Dziś przedstawiam przepis na wegańskie brownie z jeżynami. Równie dobrze smakowałoby z malinami, porzeczkami, lub innymi w miarę kwaśnymi owocami. Można użyć mrożonych owoców, ja użyłam świeżych jeżyn, które bardzo, ale to bardzo lubię 🙂
Muszę Wam się do czegoś przyznać. Mam najlepszą teściową na świecie 🙂 wieczorem przy niej wspomniałam, że poszłabym gdzieś nad jezioro pozbierać jeżyn, a na drugi dzień otrzymałam pełne wiaderko tych pysznych owoców nazbieranych przez nią i moją kochaną szwagierkę 🙂 No i jak tu jej nie chwalić? 🙂
Część spałaszowaliśmy od razu, a resztę dodałam do ciasta. Wykonanie tego ciasta brownie z jeżynami jest banalnie proste i ekspresowe. Jeśli w cieście nie ma jajek, to oszczędzamy mnóstwo czasu – nie trzeba oddzielać żółtek od białek, ubijać, mieszać delikatnie piany…itd itd…tyle roboty! 🙂 tutaj wszystko tylko mieszamy i gotowe! Wypróbujcie!
Zapraszam na przepis!
Wegańskie brownie z jeżynami
Składniki: Wegańskie brownie z jeżynami
- 3 szklanki mąki orkiszowej – ja używam jasnej
- 1 szklanka ksylitolu ( lub 1,5 – 2 szklanki białego cukru)

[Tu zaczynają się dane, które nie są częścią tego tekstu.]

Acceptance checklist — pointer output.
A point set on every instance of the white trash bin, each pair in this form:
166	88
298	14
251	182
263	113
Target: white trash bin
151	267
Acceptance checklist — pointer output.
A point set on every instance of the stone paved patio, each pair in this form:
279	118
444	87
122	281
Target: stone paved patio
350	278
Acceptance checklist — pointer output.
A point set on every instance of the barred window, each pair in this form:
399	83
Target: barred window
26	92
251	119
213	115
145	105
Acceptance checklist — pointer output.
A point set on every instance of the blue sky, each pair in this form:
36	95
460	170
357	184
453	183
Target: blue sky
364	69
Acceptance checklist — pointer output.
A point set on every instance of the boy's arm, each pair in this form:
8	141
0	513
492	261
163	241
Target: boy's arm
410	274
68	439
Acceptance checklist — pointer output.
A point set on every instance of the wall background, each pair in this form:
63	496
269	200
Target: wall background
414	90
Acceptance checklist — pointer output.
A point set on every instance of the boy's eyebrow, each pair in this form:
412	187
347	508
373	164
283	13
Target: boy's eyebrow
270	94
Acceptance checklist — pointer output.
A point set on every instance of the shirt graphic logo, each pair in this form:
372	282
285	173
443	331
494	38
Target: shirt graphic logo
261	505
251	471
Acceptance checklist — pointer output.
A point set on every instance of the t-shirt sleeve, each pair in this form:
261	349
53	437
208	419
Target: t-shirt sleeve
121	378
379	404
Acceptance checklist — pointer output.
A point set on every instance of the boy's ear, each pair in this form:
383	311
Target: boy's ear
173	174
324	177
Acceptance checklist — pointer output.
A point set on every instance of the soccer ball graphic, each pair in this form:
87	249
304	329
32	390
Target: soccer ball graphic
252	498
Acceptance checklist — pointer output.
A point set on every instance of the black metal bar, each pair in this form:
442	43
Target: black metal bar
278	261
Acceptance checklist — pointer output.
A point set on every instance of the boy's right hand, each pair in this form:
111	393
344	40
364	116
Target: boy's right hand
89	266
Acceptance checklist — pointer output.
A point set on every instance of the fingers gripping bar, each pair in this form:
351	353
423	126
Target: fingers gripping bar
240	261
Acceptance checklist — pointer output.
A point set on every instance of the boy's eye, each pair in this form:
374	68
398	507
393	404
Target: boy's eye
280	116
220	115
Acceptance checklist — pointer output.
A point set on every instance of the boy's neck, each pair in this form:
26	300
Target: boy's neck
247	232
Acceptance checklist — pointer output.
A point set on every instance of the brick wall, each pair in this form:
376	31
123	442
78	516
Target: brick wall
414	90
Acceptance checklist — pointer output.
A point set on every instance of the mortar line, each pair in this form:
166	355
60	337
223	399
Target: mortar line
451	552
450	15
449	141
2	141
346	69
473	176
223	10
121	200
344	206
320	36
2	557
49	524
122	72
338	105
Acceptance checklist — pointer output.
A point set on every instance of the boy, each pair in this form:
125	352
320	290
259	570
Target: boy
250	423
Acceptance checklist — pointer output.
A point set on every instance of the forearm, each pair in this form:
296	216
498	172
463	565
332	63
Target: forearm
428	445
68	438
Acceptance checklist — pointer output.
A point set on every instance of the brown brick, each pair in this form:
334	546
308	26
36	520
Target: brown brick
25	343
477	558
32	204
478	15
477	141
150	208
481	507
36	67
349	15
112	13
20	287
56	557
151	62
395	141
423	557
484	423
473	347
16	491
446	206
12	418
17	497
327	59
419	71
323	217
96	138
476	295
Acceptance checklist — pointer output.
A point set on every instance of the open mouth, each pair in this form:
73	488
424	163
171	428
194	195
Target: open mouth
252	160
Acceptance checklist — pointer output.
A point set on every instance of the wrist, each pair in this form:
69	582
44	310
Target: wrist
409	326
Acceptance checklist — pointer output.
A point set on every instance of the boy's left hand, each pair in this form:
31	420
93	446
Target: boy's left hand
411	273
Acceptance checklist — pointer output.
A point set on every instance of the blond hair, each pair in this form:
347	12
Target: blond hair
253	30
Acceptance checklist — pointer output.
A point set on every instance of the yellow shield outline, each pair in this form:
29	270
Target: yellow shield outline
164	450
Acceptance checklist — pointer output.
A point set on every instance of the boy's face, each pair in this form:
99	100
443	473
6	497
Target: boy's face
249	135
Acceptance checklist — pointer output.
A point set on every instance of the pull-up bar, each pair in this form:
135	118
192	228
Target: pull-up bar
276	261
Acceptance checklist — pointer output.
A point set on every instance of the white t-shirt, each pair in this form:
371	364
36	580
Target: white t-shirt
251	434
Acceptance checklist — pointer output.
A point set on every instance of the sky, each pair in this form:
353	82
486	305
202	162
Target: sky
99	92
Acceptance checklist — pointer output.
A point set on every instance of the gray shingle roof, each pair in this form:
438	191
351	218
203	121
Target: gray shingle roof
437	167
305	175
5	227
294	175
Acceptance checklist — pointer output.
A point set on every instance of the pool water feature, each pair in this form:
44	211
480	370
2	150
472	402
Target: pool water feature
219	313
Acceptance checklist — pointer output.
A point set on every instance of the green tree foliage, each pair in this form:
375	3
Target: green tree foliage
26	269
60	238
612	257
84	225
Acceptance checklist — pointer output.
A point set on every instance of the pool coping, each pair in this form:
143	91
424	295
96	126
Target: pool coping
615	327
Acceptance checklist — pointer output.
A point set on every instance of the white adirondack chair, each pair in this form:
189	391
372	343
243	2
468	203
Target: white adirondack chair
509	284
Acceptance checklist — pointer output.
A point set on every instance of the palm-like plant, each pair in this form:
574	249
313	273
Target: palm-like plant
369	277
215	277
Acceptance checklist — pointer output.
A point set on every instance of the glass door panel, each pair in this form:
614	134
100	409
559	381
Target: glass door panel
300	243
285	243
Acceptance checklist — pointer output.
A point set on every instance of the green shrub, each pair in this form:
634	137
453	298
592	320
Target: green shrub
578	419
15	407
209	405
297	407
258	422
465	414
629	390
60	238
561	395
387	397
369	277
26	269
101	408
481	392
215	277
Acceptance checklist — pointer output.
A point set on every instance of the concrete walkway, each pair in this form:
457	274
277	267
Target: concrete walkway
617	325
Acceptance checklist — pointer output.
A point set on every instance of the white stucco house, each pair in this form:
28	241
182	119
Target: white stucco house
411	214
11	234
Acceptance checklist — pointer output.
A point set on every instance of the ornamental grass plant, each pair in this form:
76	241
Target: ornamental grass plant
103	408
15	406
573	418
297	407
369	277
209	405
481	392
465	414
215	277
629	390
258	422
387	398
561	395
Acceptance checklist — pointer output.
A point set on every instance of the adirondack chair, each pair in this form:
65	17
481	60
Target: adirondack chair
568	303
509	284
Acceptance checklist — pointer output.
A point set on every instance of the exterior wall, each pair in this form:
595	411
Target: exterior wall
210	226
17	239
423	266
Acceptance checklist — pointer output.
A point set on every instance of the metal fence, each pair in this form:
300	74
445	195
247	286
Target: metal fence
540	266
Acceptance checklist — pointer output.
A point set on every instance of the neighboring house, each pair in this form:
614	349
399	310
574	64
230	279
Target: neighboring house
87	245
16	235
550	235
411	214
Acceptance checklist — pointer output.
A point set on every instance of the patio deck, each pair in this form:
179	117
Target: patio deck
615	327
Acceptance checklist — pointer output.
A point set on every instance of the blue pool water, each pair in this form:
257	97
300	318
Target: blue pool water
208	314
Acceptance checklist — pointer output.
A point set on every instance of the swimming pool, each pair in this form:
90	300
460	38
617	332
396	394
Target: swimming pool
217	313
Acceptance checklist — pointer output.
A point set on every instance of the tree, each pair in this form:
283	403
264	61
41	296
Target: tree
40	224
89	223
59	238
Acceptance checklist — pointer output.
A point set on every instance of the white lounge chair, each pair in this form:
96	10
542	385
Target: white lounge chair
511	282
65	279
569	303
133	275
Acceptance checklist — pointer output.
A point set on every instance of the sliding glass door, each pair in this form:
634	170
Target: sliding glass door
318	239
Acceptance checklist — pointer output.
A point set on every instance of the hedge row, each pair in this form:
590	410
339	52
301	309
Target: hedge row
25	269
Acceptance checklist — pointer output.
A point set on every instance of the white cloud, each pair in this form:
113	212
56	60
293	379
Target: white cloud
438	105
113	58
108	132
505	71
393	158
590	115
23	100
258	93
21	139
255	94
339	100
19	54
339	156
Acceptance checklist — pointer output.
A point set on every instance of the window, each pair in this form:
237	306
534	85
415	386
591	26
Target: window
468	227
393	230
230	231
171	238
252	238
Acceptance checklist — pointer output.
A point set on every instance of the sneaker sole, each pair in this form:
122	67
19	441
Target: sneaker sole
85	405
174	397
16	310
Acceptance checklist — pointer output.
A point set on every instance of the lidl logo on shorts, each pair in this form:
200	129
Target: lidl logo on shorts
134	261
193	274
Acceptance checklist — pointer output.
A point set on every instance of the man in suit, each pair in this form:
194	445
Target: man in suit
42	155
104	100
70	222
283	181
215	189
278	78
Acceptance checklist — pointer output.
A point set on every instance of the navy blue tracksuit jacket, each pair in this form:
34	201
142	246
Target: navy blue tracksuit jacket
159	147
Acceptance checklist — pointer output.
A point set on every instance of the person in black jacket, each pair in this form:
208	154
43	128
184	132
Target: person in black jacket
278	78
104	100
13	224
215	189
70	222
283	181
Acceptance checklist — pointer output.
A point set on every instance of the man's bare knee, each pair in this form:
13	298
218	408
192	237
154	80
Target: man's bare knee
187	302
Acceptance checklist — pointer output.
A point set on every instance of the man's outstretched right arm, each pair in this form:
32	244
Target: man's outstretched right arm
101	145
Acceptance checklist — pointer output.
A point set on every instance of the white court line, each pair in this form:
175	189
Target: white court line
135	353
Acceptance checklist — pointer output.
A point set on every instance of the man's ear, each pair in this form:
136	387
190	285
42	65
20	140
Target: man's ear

- 1/2 szklanki kakao w proszku
- 2 łyżeczki sody
- 1 łyżeczka soli
- 2 szklanki gorącej wody
- 3/4 szklanki oleju
- 2 łyżki octu
- łyżka ekstraktu waniliowego
- dwie garści owoców -jeżyn, malin wedle uznania 🙂
Wykonanie: Wegańskie brownie z jeżynami
- Mąkę, kakao, sodę, sól i cukier mieszam razem w jednej misce
- Składniki mokre – gorącą wodę ocet, olej i ekstrakt mieszam w drugiej misce.
- Wlewam składniki mokre do suchych, mieszam dość szybko do połączenia się i wylewam na blaszkę wyłożoną papierem do pieczenia. Posypuję owocami.
- Piekę w piekarniku nagrzanym do 180 stopni prze 30-40 minut – do czasu kiedy patyczek włożony w ciasto będzie suchy.
- Posypuję cukrem pudrem
KOCHANY NICPONIU czy można użyć octu ryżowego ??
Myślę, że tak. 🙂 Pozdrawiam!
Jakie wymiary blaszki
To mnie teraz zagięłaś, bardzo dawno nie robiłam tego brownie, a widzę że w przepisie nie podałam. Z tego co pamiętam, to te proporcje podawałam na dużą blaszkę ok 35×25 cm.
Brzmi pysznie!
I pysznie smakuje! Ah, jeszcze trochę i jeżynki prosto z krzaka będzie można zrywać, już nie mogę się doczekać!